Left Bundle Branch Block (LBBB) and STEMI criteria

Left Bundle Branch Block (LBBB) and STEMI criteria

Left bundle branch block is manifested on the ECG with wide QRS with deep slurred QS complex in V1 and slurred R wave in V6. ST segment and T wave vectors are discordant to the QRS vector, meaning that when the QRS positive as in V6, the ST segment will be depressed and T wave will be inverted. This is known as secondary ST – T abnormality. If the ST segment and T wave are concordant to the QRS, it indicates a primary myocardial abnormality. An elevated ST segment and an upright T wave in V6 with a positive QRS is taken as an evidence of myocardial infarction / ischemia in the presence of left bundle branch block (LBBB). Other evidences of myocardial infarction in the presence of LBBB are typical coved ST elevation, prominent R waves in V1 and Q waves in V6. Usually the initial r wave in V1 and initial q wave in V6 represents initial left to right activation of the interventricular septum.

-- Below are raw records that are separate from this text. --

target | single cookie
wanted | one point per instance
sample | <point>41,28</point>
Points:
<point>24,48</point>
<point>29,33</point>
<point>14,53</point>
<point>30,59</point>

In LBBB, the initial left to right activation of the septum is absent.
In the 2004 guidelines for the management of ST segment elevation myocardial infarction (STEMI), new or presumably new LBBB was considered as equivalent to STEMI. Many cases in which catheterization laboratory was activated and emergency angiogram done showed no acute coronary artery occlusion. Hence the 2013 guideline removed this recommendation. But this could lead to denial of reperfusion therapy in those who actually have an acute coronary occlusion with LBBB on ECG. In this situation, Sgarbossa electrocardiographic criteria is one of the most validated tool to help in the diagnosis of STEMI with LBBB [1]. A Sgarbossa score of three or more has 98% specificity for acute myocardial infarction with angiographically confirmed acute coronary occlusion. Using Sgarbossa score might prevent denial of reperfusion therapy while avoiding unnecessary cath lab activation.
Other criteria described are Selvester 10% RS criteria and Smith 25% S-wave criteria. All these have concordant ST segment elevation in common with Sgarbossa criteria. Sgarbossa criteria for discordant ST segment elevation is 5 mm (500 microvolt) or more. Selvester 10% RS criteria is ST segment elevation which is 10% or more of |S|-|R| plus STEMI limits (ST elevation required for the given lead). Smith 25% S-wave criteria is ST elevation 25% or more of the S-wave amplitude. Another new criteria for computerized interpretation is based on ST segment elevation in relation to the QRS area in the presence of LBBB [2].

Reference

  1. Cai Q, Mehta N, Sgarbossa EB, Pinski SL, Wagner GS, Califf RM, Barbagelata A. The left bundle-branch block puzzle in the 2013 ST-elevation myocardial infarction guideline: from falsely declaring emergency to denying reperfusion in a high-risk population. Are the Sgarbossa Criteria ready for prime time? Am Heart J. 2013 Sep;166(3):409-13.
  2. Gregg RE, Helfenbein ED, Babaeizadeh S. New ST-segment elevation myocardial infarction criteria for left bundle branch block based on QRS area. J Electrocardiol. 2013 Nov-Dec;46(6):528-34.